The General Directory of Catechesis (1997) insisted that “religious instruction in schools appear as a scholastic discipline with the same systematic demands and the same rigor as other disciplines. It must present the Christian message and the Christian event with the same seriousness and the same depth with which other disciplines present their knowledge” (73§5).

But is the rare school that lives up to this requirement. It is even harder to picture this happening in a school devoted to STEM.

What course of study would provide the intellectual resources for faculty to sort out what natural science and its technological applications can demonstrate from evidence in contrast to the “common opinions” of contemporary scientists that pretend to “fact status”? For the college science course and the high school science text will blur these together. Statements based on evidence and experience will be intermingled with speculation, educated guesswork, and mere prejudice.

To choose one central matter as an example, does evolution somehow “prove” that man developed from earlier primate species? Can it explain the origin of art, speech, tool-making — in other words, all the actions we associate with rationality? That there is a linear progression from lower primate species to higher primates to man himself seems supported by the fossil record. But that the distinctive traits of man — knowing, choosing, loving — are based on some material, biochemical development is not based on any empirical finding at all.

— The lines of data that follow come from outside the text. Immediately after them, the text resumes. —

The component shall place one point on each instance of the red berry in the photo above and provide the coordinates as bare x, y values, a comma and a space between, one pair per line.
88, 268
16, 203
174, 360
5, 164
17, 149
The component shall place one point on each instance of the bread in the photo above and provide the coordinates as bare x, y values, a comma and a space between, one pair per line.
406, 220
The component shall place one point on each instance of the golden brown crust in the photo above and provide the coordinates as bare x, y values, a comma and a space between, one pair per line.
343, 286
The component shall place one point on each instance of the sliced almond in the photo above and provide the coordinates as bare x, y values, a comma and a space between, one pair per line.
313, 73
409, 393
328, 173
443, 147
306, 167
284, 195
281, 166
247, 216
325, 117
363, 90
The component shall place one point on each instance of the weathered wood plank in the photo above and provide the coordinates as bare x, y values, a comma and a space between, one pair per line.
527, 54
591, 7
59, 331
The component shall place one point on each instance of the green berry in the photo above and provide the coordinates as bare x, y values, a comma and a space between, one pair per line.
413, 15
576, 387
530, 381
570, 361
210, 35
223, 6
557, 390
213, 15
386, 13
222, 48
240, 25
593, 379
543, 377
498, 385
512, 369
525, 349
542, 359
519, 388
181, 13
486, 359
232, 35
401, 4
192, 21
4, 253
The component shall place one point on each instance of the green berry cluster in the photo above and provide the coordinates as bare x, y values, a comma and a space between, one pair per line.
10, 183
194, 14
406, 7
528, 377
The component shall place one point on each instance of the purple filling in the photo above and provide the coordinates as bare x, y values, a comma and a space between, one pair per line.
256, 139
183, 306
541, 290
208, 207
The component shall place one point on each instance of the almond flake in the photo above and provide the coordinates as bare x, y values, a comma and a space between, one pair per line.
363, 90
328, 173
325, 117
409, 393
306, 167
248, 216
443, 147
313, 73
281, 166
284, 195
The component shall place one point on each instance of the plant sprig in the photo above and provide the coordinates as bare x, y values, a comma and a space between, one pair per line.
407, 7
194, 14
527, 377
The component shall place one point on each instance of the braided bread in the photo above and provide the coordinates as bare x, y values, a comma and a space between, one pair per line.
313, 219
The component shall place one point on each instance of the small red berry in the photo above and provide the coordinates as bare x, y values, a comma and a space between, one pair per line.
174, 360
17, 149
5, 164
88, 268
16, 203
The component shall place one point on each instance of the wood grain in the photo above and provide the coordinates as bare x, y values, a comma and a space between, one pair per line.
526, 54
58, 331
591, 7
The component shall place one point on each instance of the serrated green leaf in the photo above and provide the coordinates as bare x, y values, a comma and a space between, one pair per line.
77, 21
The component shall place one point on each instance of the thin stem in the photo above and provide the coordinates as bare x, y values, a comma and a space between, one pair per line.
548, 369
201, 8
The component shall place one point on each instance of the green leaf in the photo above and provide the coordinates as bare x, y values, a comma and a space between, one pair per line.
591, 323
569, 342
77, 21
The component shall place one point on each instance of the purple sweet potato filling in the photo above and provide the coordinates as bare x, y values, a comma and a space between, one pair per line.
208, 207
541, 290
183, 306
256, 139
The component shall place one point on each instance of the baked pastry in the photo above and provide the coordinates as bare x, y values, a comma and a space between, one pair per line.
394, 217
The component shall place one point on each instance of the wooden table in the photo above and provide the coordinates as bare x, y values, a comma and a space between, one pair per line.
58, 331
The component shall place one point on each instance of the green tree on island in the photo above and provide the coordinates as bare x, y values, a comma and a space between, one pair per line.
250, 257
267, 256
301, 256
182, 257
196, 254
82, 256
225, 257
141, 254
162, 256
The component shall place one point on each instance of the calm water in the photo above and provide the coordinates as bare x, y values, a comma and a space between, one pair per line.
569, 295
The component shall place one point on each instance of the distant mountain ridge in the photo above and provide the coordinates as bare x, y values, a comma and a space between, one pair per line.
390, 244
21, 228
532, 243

It is simply “assumed,” because otherwise some agency above and beyond nature would have to be invoked.

Will Catholic students in a STEM school read the precise language of Pius XII on this point, distinguishing the origin of man’s body from the origin of his rational soul?

“The Teaching Authority of the Church does not forbid that, in conformity with the present state of human sciences and sacred theology, research and discussions, on the part of men experienced in both fields, take place with regard to the doctrine of evolution, in as far as it inquires into the origin of the human body as coming from pre-existent and living matter — for the Catholic faith obliges us to hold that souls are immediately created by God” (Humani Generis, n. 36). Or will they merely hear that “the Popes say that evolution is okay” without any qualification?

Who will form the faculty in Christian anthropology from the Church fathers, from St. Thomas Aquinas, from Gaudium et Spes, such that they can sort through the issues at stake from modern science? Most Catholic school teachers have not attended Catholic colleges, and know nothing of these matters. And since most Catholic colleges merely ape their secular counterparts in forming teachers, teachers formed in these institutions are not much better off.

The Catholic STEM school is doomed at best to be a chimera, a mix of heterogeneous elements that do not harmonize. Its graduates will be schizophrenics, full of scientific and mathematical rigor on one side, religious sentimentality and social consciousness on the other.

At worst, it will simply be another school where, once more, “scientism,” the belief that science provides the only certain and necessary knowledge, reigns supreme. If the goal is to “save” Catholic education, the STEM school can only do so at the expense of what it wishes to preserve.